What I overlooked, in pursuing a more individualistic, “embodied achievement” type of success, were the small moments that made Community Night the experience that I had hoped and intended it to be.
Initially, I defined a successful event as one students would flock to. It was my first semester as an Interfaith Fellow, and I wanted to prove myself worthy. How better to do that than to plan an event all by myself and have it be well-attended?
What I overlooked, in pursuing a more individualistic, “embodied achievement” type of success, were the small moments that made Community Night the experience that I had hoped and intended it to be. One of the students who showed up to the event stayed for over an hour, sitting and talking with me about their experiences as a first-year international student. They expressed their desire to start a Buddhist group on campus, and we made plans to reconnect during J-Term to start working on ways to help them with that. Another student came in during our conversation and, upon hearing the first-year express an interest in taking music lessons, offered to help them reach out to the proper figures on campus to set up lessons for the rest of the year. I had never met either of these students before and they were strangers to each other before meeting that night, but the connections made in those moments wouldn’t have happened without the chance for one-on-one conversations at the event. I met a few more students who were pleasantly surprised that the Lutheran Center was hosting something like this, and expressed a tentative, almost hopeful, interest in attending something similar in the future.
It also helped me to recognize that success is more often found in small moments.

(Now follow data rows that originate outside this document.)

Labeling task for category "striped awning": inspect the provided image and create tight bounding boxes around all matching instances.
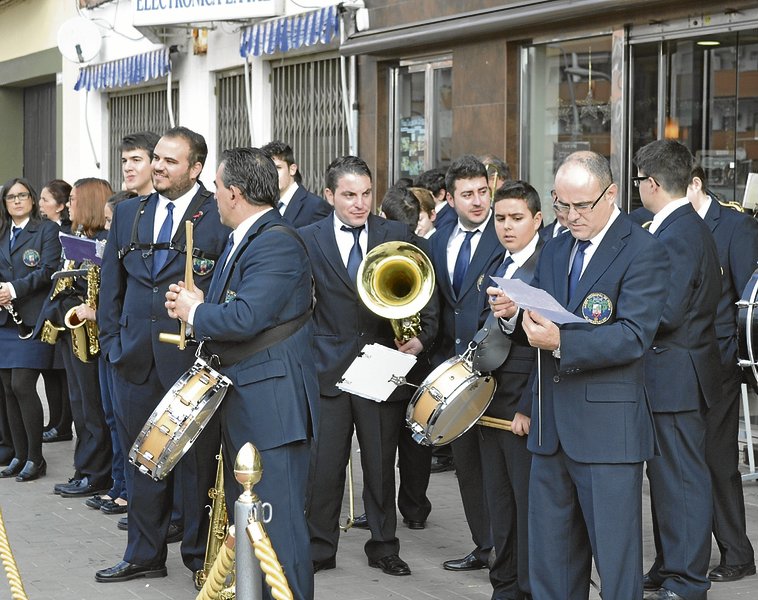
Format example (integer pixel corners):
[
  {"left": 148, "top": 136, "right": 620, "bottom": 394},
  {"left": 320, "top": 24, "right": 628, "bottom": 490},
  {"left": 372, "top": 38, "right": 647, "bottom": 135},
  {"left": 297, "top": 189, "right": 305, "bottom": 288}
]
[
  {"left": 239, "top": 5, "right": 340, "bottom": 58},
  {"left": 74, "top": 48, "right": 170, "bottom": 91}
]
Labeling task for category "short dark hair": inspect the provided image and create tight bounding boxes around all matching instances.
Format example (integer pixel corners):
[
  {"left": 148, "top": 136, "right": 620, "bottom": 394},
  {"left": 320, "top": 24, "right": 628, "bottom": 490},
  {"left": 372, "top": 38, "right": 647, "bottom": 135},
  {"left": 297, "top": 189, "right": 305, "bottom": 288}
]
[
  {"left": 414, "top": 168, "right": 447, "bottom": 196},
  {"left": 380, "top": 186, "right": 420, "bottom": 229},
  {"left": 325, "top": 156, "right": 372, "bottom": 192},
  {"left": 119, "top": 131, "right": 160, "bottom": 159},
  {"left": 220, "top": 147, "right": 280, "bottom": 208},
  {"left": 691, "top": 164, "right": 708, "bottom": 190},
  {"left": 559, "top": 151, "right": 613, "bottom": 190},
  {"left": 107, "top": 190, "right": 138, "bottom": 209},
  {"left": 260, "top": 140, "right": 295, "bottom": 166},
  {"left": 634, "top": 139, "right": 693, "bottom": 197},
  {"left": 445, "top": 155, "right": 487, "bottom": 196},
  {"left": 494, "top": 180, "right": 542, "bottom": 216},
  {"left": 479, "top": 154, "right": 511, "bottom": 183},
  {"left": 163, "top": 126, "right": 208, "bottom": 168}
]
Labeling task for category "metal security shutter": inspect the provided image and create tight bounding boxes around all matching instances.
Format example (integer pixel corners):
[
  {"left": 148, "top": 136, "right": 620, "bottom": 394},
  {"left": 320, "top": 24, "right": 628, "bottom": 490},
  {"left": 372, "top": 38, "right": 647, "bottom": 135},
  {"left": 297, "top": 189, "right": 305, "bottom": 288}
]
[
  {"left": 271, "top": 56, "right": 347, "bottom": 193},
  {"left": 23, "top": 82, "right": 56, "bottom": 192},
  {"left": 108, "top": 86, "right": 178, "bottom": 191},
  {"left": 217, "top": 69, "right": 249, "bottom": 157}
]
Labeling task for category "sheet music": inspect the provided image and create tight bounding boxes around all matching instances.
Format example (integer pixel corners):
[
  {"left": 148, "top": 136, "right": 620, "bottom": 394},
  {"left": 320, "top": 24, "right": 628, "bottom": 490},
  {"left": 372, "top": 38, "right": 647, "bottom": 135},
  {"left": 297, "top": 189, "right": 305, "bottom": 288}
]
[
  {"left": 490, "top": 276, "right": 585, "bottom": 325},
  {"left": 337, "top": 343, "right": 417, "bottom": 402},
  {"left": 59, "top": 232, "right": 105, "bottom": 266}
]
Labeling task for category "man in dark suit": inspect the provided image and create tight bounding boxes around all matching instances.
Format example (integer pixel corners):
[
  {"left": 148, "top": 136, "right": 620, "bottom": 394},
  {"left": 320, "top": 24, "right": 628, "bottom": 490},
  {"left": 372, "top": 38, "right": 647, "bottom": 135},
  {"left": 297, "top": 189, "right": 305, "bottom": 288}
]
[
  {"left": 477, "top": 180, "right": 542, "bottom": 600},
  {"left": 415, "top": 167, "right": 455, "bottom": 234},
  {"left": 300, "top": 156, "right": 437, "bottom": 577},
  {"left": 166, "top": 147, "right": 319, "bottom": 600},
  {"left": 635, "top": 140, "right": 721, "bottom": 600},
  {"left": 261, "top": 140, "right": 332, "bottom": 227},
  {"left": 538, "top": 209, "right": 569, "bottom": 242},
  {"left": 97, "top": 127, "right": 230, "bottom": 584},
  {"left": 430, "top": 155, "right": 503, "bottom": 571},
  {"left": 688, "top": 166, "right": 758, "bottom": 583},
  {"left": 489, "top": 151, "right": 669, "bottom": 600}
]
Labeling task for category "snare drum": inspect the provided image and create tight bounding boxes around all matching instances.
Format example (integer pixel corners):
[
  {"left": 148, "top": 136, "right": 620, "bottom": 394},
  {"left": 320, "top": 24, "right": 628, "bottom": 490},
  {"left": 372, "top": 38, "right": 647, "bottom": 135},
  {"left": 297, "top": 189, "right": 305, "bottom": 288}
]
[
  {"left": 130, "top": 358, "right": 232, "bottom": 480},
  {"left": 406, "top": 355, "right": 495, "bottom": 446},
  {"left": 738, "top": 267, "right": 758, "bottom": 390}
]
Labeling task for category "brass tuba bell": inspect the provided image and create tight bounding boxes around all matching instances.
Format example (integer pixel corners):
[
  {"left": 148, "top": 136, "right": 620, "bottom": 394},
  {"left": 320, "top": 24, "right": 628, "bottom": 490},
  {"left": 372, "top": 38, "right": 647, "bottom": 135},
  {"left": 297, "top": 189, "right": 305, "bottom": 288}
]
[{"left": 357, "top": 241, "right": 435, "bottom": 342}]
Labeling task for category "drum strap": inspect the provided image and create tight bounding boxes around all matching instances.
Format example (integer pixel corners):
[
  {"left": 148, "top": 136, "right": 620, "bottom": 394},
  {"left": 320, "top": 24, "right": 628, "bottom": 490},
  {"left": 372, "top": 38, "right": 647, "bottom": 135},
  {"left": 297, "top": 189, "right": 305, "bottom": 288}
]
[{"left": 202, "top": 225, "right": 315, "bottom": 367}]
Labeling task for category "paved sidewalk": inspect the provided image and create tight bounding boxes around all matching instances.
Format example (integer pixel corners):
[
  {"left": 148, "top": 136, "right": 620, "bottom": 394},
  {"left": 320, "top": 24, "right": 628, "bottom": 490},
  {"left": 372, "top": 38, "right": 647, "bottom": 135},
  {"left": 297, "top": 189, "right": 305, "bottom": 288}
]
[{"left": 1, "top": 435, "right": 757, "bottom": 599}]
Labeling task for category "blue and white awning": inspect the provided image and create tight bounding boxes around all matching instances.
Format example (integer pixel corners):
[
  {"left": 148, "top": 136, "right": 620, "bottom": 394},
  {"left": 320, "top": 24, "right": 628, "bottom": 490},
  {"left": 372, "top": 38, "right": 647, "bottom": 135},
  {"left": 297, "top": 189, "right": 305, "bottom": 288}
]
[
  {"left": 74, "top": 48, "right": 171, "bottom": 91},
  {"left": 239, "top": 5, "right": 340, "bottom": 58}
]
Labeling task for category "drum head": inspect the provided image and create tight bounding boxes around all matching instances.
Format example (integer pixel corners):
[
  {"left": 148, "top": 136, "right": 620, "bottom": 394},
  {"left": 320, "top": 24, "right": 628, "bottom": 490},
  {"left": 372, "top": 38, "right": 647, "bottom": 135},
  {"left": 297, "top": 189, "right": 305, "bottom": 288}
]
[{"left": 427, "top": 374, "right": 495, "bottom": 445}]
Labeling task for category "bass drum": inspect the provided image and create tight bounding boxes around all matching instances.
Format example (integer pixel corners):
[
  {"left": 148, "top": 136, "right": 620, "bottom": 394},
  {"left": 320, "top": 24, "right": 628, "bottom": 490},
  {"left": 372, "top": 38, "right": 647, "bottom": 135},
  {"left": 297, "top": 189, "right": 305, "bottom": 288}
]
[
  {"left": 738, "top": 266, "right": 758, "bottom": 391},
  {"left": 406, "top": 355, "right": 495, "bottom": 447},
  {"left": 130, "top": 358, "right": 232, "bottom": 481}
]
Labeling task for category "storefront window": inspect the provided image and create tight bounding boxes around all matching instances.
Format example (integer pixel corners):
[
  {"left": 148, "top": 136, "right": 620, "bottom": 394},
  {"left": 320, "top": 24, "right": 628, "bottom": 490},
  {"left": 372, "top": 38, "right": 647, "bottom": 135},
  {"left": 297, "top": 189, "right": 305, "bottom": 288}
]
[
  {"left": 630, "top": 31, "right": 758, "bottom": 206},
  {"left": 522, "top": 36, "right": 613, "bottom": 216},
  {"left": 390, "top": 58, "right": 452, "bottom": 182}
]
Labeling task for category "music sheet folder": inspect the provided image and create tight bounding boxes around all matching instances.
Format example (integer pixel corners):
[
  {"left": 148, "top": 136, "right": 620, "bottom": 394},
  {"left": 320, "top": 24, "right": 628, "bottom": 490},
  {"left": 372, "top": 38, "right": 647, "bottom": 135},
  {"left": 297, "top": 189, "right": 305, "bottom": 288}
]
[{"left": 337, "top": 343, "right": 417, "bottom": 402}]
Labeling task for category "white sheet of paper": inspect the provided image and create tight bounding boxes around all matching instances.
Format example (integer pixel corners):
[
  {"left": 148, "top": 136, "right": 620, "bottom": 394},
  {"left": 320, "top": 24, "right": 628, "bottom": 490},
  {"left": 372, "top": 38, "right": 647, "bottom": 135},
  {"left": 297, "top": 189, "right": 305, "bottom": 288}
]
[
  {"left": 337, "top": 343, "right": 417, "bottom": 402},
  {"left": 490, "top": 276, "right": 585, "bottom": 325}
]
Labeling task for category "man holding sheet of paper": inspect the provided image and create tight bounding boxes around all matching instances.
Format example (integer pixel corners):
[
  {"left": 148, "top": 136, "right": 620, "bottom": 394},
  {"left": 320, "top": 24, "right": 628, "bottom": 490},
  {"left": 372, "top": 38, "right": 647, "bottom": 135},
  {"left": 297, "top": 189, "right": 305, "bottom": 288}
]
[{"left": 487, "top": 151, "right": 669, "bottom": 600}]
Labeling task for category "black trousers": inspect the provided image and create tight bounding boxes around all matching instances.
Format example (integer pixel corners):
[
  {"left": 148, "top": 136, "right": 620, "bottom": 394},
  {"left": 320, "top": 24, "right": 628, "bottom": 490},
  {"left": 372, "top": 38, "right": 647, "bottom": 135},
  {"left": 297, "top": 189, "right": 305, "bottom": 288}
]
[
  {"left": 705, "top": 368, "right": 755, "bottom": 566},
  {"left": 307, "top": 392, "right": 404, "bottom": 562}
]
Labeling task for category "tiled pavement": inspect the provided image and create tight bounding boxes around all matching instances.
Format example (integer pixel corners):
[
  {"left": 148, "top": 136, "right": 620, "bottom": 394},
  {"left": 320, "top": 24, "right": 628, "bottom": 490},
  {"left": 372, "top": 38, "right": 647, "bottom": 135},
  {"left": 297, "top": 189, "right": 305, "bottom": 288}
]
[{"left": 1, "top": 435, "right": 758, "bottom": 599}]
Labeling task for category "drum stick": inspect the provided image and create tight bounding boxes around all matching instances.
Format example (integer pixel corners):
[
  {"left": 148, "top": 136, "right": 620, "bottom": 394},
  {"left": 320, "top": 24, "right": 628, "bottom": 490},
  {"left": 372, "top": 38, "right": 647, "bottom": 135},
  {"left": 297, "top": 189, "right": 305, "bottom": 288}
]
[
  {"left": 476, "top": 415, "right": 512, "bottom": 432},
  {"left": 178, "top": 221, "right": 195, "bottom": 350}
]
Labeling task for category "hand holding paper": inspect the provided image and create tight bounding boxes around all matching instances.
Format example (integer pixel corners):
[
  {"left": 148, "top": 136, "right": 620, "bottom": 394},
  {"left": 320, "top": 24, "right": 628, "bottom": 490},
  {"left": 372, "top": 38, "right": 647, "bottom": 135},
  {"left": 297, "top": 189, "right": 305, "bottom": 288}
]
[{"left": 489, "top": 276, "right": 585, "bottom": 325}]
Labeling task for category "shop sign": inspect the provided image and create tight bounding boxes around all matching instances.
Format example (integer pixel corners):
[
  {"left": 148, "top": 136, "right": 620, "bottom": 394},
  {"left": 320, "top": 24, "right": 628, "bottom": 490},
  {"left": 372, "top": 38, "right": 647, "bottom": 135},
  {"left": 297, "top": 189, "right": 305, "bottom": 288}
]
[{"left": 132, "top": 0, "right": 285, "bottom": 27}]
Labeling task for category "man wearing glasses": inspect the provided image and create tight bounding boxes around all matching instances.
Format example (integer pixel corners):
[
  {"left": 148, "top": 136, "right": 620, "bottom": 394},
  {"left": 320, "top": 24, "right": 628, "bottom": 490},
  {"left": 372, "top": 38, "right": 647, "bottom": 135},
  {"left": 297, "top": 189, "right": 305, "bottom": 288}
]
[
  {"left": 635, "top": 139, "right": 721, "bottom": 600},
  {"left": 488, "top": 151, "right": 669, "bottom": 600}
]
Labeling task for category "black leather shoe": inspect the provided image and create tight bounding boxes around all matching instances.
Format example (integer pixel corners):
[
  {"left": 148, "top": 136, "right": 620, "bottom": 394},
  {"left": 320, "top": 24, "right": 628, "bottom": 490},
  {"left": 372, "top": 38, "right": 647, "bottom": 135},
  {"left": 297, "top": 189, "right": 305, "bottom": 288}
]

While the room had been quieter and emptier than I hoped it would be, it made a meaningful difference to the students who had the opportunity to send a letter to a loved one and to the students who connected in the space we’d intentionally made for each other. It also helped me to recognize that success is more often found in small moments. Carrying these reflections with me, I’m excited to see where my future work in the Lutheran Center will take me, and look forward to finding and cherishing the little wins in life that I would previously have missed.